(88e) Exploring the Interlinks between SOS Response, Mutagenesis, and Resistance during the Recovery Period

Although the mechanistic connections between SOS-induced mutagenesis and antibiotic resistance are well-established, our current understanding of the impact of SOS response levels, recovery durations, and transcription/translation activities on mutagenesis remains relatively limited. In this study, when bacterial cells were exposed to mutagens like ultraviolet light for defined time intervals, a compelling connection between the rate of mutagenesis and the RecA-mediated SOS response levels became evident. Our observations also indicate that mutagenesis primarily occurs during the subsequent recovery phase following the removal of the mutagenic agent. When transcription/translation was inhibited or energy molecules were depleted at the onset of treatment or during the early recovery phase, there was a noticeable decrease in SOS response activation and mutagenesis. However, targeting these processes later in the recovery phase does not have the same effect in reducing mutagenesis, suggesting that the timing of inhibiting transcription/translation or depleting energy molecules is crucial for their efficacy in reducing mutagenesis. Active transcription, translation, and energy availability within the framework of SOS response and DNA repair mechanisms appear to be conserved attributes, supported by their consistent manifestation across diverse conditions, including the use of distinct mutagens such as fluoroquinolone antibiotics and various bacterial strains.
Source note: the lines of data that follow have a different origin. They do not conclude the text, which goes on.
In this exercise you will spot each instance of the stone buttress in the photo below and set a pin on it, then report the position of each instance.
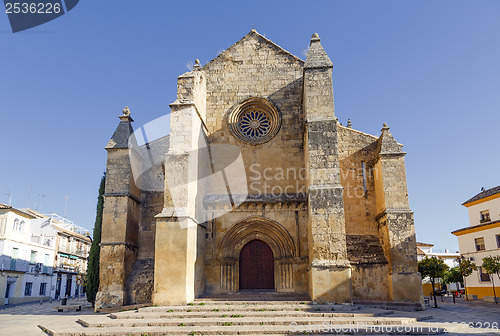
(329, 268)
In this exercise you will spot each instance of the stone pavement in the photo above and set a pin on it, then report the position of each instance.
(23, 319)
(459, 319)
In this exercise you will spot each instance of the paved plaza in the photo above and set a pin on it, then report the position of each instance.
(460, 318)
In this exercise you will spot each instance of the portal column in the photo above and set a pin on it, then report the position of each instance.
(120, 220)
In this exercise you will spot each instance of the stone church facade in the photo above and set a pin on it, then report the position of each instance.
(315, 208)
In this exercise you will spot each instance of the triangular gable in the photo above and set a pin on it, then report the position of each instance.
(253, 34)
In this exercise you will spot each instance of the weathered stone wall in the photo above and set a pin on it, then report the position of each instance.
(369, 267)
(255, 67)
(355, 148)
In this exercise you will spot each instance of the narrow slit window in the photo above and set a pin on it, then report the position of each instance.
(363, 168)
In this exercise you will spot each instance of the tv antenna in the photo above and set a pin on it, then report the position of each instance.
(10, 197)
(65, 204)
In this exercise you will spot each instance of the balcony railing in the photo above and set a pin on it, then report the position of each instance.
(77, 252)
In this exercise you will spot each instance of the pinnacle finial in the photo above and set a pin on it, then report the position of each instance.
(315, 38)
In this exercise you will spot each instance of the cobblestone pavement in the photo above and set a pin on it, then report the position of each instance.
(23, 320)
(464, 317)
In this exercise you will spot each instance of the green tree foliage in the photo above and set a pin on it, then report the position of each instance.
(492, 266)
(466, 268)
(95, 249)
(433, 268)
(453, 275)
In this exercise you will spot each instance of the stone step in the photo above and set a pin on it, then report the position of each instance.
(253, 302)
(251, 306)
(99, 321)
(256, 296)
(247, 313)
(348, 329)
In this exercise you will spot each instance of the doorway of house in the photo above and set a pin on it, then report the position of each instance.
(256, 266)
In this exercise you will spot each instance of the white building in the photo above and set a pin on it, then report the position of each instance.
(72, 247)
(26, 259)
(481, 239)
(41, 256)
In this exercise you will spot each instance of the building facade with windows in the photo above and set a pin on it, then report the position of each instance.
(72, 247)
(424, 250)
(481, 239)
(27, 251)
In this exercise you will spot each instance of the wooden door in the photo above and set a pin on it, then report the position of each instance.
(256, 266)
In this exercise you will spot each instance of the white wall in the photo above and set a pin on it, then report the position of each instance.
(493, 206)
(468, 249)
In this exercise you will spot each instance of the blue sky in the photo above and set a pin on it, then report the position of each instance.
(430, 69)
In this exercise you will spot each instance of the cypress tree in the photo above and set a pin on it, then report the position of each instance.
(95, 249)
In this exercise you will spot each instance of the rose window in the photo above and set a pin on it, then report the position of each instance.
(254, 121)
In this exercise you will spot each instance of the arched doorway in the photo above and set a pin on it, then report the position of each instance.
(256, 266)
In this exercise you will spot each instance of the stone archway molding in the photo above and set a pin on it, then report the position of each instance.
(272, 233)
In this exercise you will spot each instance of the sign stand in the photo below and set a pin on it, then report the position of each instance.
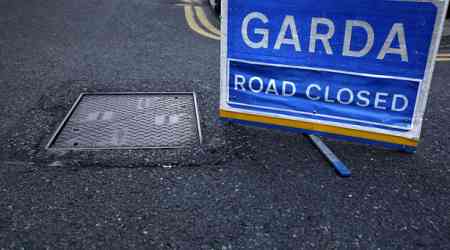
(338, 165)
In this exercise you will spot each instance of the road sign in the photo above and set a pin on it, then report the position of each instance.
(354, 69)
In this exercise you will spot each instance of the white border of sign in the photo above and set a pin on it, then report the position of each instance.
(424, 86)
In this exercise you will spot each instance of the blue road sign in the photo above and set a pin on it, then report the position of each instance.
(356, 68)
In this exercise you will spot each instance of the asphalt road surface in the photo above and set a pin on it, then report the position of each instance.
(244, 188)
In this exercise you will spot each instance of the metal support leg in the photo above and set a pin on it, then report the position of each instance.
(331, 157)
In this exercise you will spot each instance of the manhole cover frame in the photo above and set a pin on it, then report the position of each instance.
(69, 114)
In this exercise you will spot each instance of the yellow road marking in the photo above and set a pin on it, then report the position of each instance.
(205, 22)
(189, 14)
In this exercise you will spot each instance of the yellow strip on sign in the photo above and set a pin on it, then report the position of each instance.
(319, 128)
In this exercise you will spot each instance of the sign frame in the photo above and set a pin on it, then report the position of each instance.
(403, 140)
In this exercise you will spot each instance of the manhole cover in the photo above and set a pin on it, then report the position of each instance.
(129, 121)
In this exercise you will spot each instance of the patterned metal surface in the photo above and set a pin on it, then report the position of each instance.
(109, 121)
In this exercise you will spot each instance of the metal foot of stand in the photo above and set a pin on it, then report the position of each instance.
(331, 157)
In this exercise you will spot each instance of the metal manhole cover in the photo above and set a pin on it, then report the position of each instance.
(129, 121)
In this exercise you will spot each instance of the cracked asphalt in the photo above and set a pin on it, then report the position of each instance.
(244, 188)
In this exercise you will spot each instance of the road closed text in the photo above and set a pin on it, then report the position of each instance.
(323, 93)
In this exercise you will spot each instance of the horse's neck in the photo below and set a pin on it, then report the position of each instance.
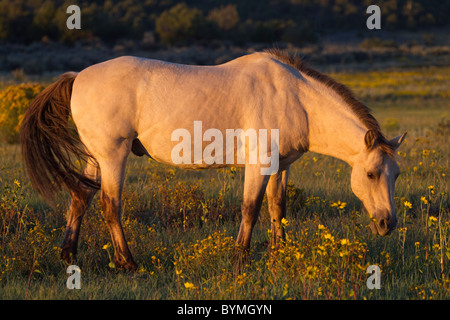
(334, 129)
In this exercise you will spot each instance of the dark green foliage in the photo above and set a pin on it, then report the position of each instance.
(175, 22)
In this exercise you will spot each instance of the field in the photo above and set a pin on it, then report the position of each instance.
(181, 225)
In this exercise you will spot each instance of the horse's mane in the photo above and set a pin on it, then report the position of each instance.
(360, 110)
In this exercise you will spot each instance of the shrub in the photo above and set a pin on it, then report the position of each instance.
(179, 24)
(14, 100)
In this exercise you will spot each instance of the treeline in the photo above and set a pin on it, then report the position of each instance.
(174, 22)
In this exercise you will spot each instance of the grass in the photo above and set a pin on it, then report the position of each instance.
(181, 225)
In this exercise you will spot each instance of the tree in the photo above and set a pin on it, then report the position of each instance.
(225, 17)
(179, 24)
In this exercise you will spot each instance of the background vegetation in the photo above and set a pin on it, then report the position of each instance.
(296, 21)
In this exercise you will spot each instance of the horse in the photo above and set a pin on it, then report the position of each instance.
(136, 105)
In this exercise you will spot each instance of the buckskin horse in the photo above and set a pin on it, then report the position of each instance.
(133, 105)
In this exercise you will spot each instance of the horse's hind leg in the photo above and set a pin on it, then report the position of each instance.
(78, 206)
(276, 198)
(113, 175)
(254, 188)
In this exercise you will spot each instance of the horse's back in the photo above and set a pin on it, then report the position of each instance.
(130, 97)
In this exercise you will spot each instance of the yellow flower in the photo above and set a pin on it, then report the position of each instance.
(432, 220)
(328, 236)
(407, 204)
(189, 285)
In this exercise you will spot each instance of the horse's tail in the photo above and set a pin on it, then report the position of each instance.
(49, 148)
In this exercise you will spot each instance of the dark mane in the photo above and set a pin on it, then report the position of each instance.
(360, 110)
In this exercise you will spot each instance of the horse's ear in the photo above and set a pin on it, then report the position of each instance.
(396, 142)
(370, 139)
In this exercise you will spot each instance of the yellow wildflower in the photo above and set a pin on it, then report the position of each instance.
(407, 204)
(339, 204)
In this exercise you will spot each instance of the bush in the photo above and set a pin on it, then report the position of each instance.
(14, 100)
(179, 24)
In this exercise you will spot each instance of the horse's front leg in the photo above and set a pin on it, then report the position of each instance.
(254, 188)
(276, 198)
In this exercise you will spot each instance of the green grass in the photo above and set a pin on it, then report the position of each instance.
(181, 225)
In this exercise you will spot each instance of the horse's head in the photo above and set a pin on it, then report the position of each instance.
(373, 180)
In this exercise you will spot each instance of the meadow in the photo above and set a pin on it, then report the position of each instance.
(181, 225)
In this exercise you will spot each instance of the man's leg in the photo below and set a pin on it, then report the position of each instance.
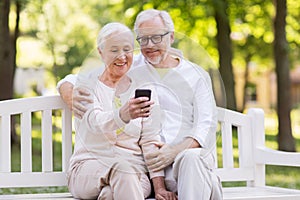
(195, 179)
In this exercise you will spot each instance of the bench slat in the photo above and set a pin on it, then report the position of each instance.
(33, 179)
(227, 148)
(26, 148)
(5, 143)
(47, 149)
(66, 138)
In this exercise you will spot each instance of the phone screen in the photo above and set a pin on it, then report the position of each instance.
(143, 93)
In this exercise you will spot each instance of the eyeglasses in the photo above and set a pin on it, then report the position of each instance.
(155, 39)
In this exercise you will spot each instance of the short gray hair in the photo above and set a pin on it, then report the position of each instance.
(109, 29)
(151, 14)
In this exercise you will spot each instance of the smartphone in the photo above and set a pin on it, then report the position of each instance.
(143, 93)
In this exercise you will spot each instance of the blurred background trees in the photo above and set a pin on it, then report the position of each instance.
(244, 38)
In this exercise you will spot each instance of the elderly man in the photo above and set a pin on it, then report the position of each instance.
(189, 110)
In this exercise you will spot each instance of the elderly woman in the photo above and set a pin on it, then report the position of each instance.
(107, 162)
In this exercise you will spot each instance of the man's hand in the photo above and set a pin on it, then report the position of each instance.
(159, 159)
(160, 189)
(66, 93)
(165, 195)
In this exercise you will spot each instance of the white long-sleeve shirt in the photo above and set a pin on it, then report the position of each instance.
(185, 97)
(102, 135)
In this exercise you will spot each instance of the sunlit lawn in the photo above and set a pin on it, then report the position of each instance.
(288, 177)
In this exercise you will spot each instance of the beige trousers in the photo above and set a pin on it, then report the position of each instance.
(192, 178)
(92, 179)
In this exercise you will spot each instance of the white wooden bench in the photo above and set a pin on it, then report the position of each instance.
(252, 153)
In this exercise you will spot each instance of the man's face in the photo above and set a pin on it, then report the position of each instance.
(154, 40)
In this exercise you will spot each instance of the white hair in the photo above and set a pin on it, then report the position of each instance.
(151, 14)
(109, 29)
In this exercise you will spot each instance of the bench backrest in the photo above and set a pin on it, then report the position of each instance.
(55, 114)
(23, 109)
(239, 136)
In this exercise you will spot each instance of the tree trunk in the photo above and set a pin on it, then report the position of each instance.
(225, 51)
(285, 139)
(6, 56)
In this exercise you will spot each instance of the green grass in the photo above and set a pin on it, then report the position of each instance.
(288, 177)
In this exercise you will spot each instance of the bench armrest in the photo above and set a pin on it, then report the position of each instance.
(265, 155)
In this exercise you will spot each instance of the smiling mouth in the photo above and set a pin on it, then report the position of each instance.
(121, 64)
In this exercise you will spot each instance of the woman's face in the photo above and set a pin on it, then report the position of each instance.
(117, 53)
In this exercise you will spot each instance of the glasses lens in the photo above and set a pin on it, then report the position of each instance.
(156, 39)
(143, 40)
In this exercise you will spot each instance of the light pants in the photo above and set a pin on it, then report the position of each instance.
(92, 179)
(192, 178)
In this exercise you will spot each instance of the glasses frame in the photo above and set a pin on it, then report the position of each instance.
(138, 39)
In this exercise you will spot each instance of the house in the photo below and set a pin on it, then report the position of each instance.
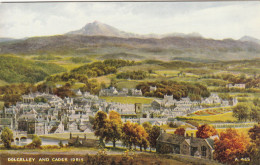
(112, 91)
(137, 92)
(185, 145)
(77, 141)
(57, 129)
(153, 88)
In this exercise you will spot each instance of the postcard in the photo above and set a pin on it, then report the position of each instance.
(129, 83)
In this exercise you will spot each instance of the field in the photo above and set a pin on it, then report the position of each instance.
(66, 136)
(190, 131)
(216, 118)
(2, 83)
(128, 99)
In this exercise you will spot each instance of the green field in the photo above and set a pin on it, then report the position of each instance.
(128, 99)
(66, 136)
(2, 83)
(216, 118)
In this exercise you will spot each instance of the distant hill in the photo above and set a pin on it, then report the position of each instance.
(16, 69)
(250, 39)
(100, 39)
(123, 56)
(6, 39)
(99, 29)
(163, 49)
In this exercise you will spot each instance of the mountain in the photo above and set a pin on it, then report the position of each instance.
(99, 29)
(100, 39)
(164, 49)
(6, 39)
(250, 39)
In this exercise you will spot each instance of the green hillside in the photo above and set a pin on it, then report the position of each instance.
(15, 69)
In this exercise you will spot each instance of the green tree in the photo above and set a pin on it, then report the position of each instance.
(7, 136)
(242, 111)
(100, 126)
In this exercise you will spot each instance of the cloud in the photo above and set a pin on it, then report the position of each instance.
(211, 19)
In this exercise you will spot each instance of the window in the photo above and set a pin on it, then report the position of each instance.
(203, 151)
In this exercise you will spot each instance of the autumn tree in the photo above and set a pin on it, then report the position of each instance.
(205, 131)
(134, 134)
(153, 136)
(231, 146)
(7, 136)
(100, 126)
(254, 148)
(114, 128)
(128, 137)
(242, 111)
(180, 131)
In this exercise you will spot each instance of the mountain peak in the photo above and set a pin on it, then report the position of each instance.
(97, 28)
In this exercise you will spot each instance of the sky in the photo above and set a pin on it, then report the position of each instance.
(218, 20)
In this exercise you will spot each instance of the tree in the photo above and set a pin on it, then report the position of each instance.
(153, 136)
(100, 126)
(7, 136)
(205, 131)
(180, 131)
(114, 128)
(254, 148)
(231, 146)
(128, 136)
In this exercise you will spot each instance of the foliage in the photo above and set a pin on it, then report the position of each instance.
(165, 149)
(100, 126)
(153, 135)
(177, 89)
(102, 68)
(173, 125)
(247, 111)
(180, 131)
(16, 69)
(205, 131)
(7, 136)
(40, 99)
(254, 148)
(80, 59)
(64, 91)
(114, 128)
(134, 134)
(231, 146)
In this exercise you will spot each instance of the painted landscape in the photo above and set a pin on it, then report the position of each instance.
(101, 95)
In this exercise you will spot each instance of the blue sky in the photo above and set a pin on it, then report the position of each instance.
(216, 20)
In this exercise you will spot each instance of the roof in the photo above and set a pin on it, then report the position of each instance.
(171, 138)
(5, 121)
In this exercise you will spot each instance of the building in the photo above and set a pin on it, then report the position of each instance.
(185, 145)
(241, 86)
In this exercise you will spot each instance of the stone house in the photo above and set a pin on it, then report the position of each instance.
(185, 145)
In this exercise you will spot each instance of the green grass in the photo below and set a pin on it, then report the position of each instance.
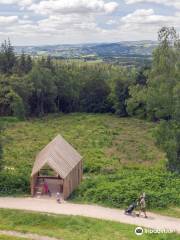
(121, 159)
(106, 142)
(171, 211)
(72, 228)
(7, 237)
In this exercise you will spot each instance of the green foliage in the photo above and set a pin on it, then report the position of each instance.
(1, 148)
(7, 57)
(168, 137)
(121, 189)
(120, 158)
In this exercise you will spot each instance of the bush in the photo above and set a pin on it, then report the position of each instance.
(121, 189)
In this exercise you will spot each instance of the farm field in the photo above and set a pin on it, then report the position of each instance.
(61, 227)
(120, 158)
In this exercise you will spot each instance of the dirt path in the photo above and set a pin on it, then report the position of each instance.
(29, 236)
(50, 206)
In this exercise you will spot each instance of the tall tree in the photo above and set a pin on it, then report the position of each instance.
(7, 57)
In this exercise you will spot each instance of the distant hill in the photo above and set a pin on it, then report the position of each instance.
(132, 53)
(99, 49)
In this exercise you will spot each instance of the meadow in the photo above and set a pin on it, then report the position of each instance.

Furthermore, we implemented a two-step screening methodology to gain a deeper understanding of the downstream mechanisms of RecA-mediated mutagenesis. In the first method, we screened RecA-LexA-regulated promoters by exposing cells carrying the promoter reporters to UV, aiming to identify SOS response genes significantly upregulated upon UV exposure (Fig.1). In the second method, we screened an E. coli knockout cell library encompassing all potential repair mechanisms that might be involved in the observed mutagenesis, particularly focusing on genes whose expression was not significantly upregulated in our initial screening. Through these methods, we identified several genes whose deletions significantly affected either mutagenesis alone (e.g., umuC and umuD) or both mutagenesis and cell culturability (e.g., uvrA and recB) (Fig.1). Monitoring the expression level of the candidate genes using flow cytometry provided a deeper insight into their regulation and potential roles in UV-induced mutagenesis and cell culturability. Overall, this study sheds light on the complex interplay among the convoluted, error-prone mutagenic pathways in the context of antibiotic resistance and evolutionary processes.